La retraite à Montpelier
La retraite des Madison n'était pas destinée à être prospère. Une série de mauvaises récoltes leur causa des difficultés financières, aggravées par les frasques du seul fils survivant de Dolley, John Payne Todd. À l'approche de la trentaine, Todd n'avait pas encore trouvé de carrière, mais gaspillait son argent dans la boisson et le jeu. Entre 1813 et 1830, les Madison dépensèrent environ 40 000 dollars (d'une valeur de plus de 1,3 million de dollars aujourd'hui) pour l'aider à rembourser ses dettes. Mais cela ne suffit pas: en 1830, les Madison durent hypothéquer la moitié de la plantation de Montpelier pour libérer Todd de la prison des débiteurs. Pendant ce temps, la santé du président Madison se détériorait lentement. Il mourut le matin du 28 juin 1836 à l'âge de 85 ans, laissant Dolley une fois de plus veuve et très endettée. Elle s'attarderait encore un an à Montpelier, avant de retourner à Washington, D.C., en 1837. Elle laissa la plantation à son fils, espérant que cette responsabilité le mettrait sur une meilleure voie, et s'installa avec sa sœur, Anna Payne Cutts, et son mari sur Lafayette Square.

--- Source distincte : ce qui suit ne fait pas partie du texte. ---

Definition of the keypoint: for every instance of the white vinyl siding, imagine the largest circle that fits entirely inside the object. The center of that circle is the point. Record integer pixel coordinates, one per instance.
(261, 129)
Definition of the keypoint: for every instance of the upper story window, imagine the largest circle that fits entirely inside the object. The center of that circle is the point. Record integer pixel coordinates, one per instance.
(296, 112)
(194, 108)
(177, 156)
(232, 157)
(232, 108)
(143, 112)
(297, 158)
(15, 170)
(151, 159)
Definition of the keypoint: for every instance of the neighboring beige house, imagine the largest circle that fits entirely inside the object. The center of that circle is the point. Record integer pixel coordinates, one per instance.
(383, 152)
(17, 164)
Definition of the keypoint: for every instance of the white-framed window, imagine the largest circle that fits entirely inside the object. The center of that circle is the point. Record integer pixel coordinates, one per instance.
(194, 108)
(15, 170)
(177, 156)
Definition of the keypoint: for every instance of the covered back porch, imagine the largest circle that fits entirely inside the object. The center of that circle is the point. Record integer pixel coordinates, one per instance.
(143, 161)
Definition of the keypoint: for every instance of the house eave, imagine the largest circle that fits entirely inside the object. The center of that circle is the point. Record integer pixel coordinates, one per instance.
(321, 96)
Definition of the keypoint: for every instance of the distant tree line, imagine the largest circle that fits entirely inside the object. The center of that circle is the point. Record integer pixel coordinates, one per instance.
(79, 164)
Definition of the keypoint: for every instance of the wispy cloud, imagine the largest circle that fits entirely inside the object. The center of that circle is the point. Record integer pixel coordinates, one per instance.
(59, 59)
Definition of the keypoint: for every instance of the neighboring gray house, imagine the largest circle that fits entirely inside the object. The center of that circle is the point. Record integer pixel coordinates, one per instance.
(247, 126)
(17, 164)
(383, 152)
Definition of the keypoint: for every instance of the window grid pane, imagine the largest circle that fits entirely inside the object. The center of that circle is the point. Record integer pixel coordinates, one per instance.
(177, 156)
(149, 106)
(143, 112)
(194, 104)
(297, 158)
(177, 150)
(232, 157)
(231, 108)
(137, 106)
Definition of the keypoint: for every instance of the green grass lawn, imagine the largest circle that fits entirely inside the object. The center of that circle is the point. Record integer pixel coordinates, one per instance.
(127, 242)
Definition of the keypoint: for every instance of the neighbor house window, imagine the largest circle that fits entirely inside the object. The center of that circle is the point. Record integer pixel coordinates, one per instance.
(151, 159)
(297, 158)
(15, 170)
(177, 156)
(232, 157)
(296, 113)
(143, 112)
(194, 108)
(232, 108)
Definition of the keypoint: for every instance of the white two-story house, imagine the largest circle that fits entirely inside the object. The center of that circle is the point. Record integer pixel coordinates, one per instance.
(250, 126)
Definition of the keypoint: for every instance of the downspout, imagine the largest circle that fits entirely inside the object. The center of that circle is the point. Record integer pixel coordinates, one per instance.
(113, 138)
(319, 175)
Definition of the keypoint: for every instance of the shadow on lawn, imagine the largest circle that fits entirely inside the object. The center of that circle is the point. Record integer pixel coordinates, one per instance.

Même à un âge avancé, Dolley était l'une des femmes du monde les plus recherchées de la ville. Sénateurs, hommes d'affaires et dignitaires s'arrêtaient tous pour lui rendre visite, et elle était l'une des invitées les plus régulières de la Maison Blanche. Mais toute cette attention l'obligea à continuer d'acheter des vêtements à la mode, ce qui alourdit encore sa dette. Todd n'arrangea pas les choses avec sa mauvaise gestion de Montpelier et sa descente dans l'alcoolisme. Finalement, en 1846, Dolley fut contrainte de vendre Montpelier et tous ses esclaves pour rembourser ses dettes; elle vendit même Paul Jennings, qui avait aidé à sauver le portrait de Washington, bien qu'il ait très vite été acheté par le sénateur Daniel Webster, qui le libéra. En 1848, elle vendit les documents du président Madison au Congrès pour 25 000 dollars. Dolley Madison mourut à son domicile de Washington le 12 juillet 1849 à l'âge de 81 ans; son fils ne lui survivrait pas longtemps; il mourut de la fièvre typhoïde en 1852. Aujourd'hui, Dolley Madison est souvent considérée comme l'une des meilleures premières dames, ayant contribué à définir le rôle de l'épouse du président et ayant joué un rôle majeur dans l'administration de son mari.